Can J Respir Ther. 2021 Oct 8;57:129-137. doi: 10.29390/cjrt-2021-046. eCollection 2021.
INTRODUCTION: A recurrent challenge facing respiratory therapists (RTs) is their legitimacy as professionals. RTs are often referred to as technologists, vocationalists, or technicians and must often justify their status as full professionals rather than “professional technicians”. There is currently little exploration of what it means to be a profession and the process of professionalization in respiratory therapy.
APPROACH: Drawing from sociological theory, the purpose of this paper is to discuss the professionalization of respiratory therapy in Canada using Andrew Abbott’s theory, the “system of professions”. We will use this theory as a lens to propose areas of consideration for professional development regarding two pervasive themes in the respiratory therapy community, RTs’ specialized body of knowledge and professional autonomy.
FINDINGS: Abstract knowledge is believed to be essential in the evolution from occupation to profession and is valuable to a profession in three ways: it can influence the profession’s legitimacy, it can be used for conducting research, and it promotes higher education. RTs possess jurisdictional professional autonomy within Canada. The privilege of self-regulation allows RTs to act according to their knowledge and judgement without direct oversight from other professions.

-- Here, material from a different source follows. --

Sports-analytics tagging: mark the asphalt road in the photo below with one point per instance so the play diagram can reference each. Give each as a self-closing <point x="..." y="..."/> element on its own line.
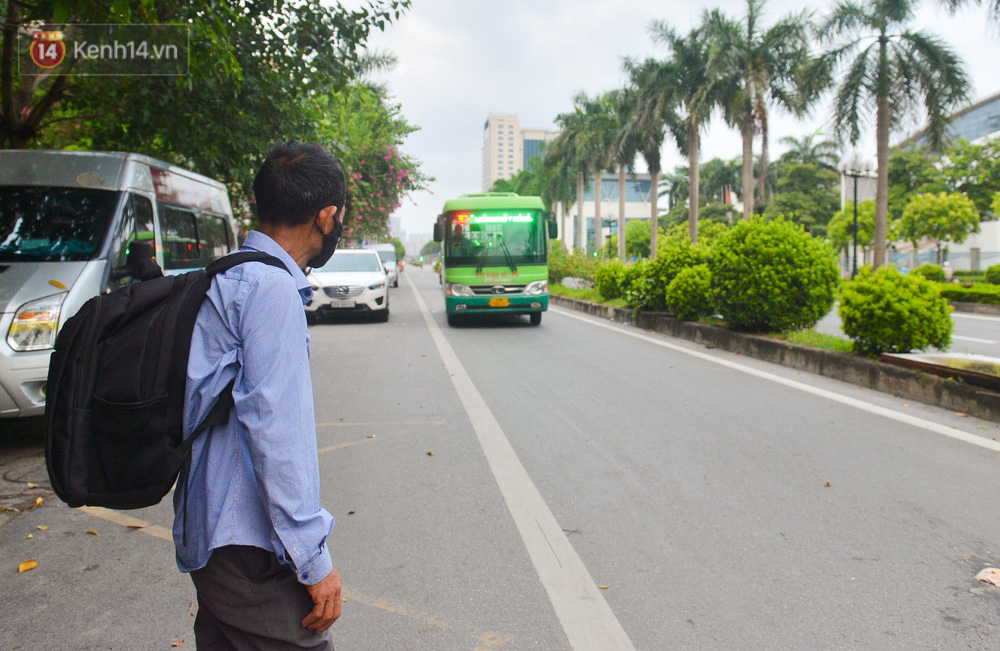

CONCLUSION: Based on Abbott’s theoretical position, RTs can rightly justify their position as professionals. However, RTs need to acknowledge that professionalization is a dynamic and continuous process that requires creative changes to innovate within the profession and support future efforts to reinforce their position as professionals. Throughout this paper, we offer suggestions for how RTs can contribute to the ongoing professionalization of respiratory therapy.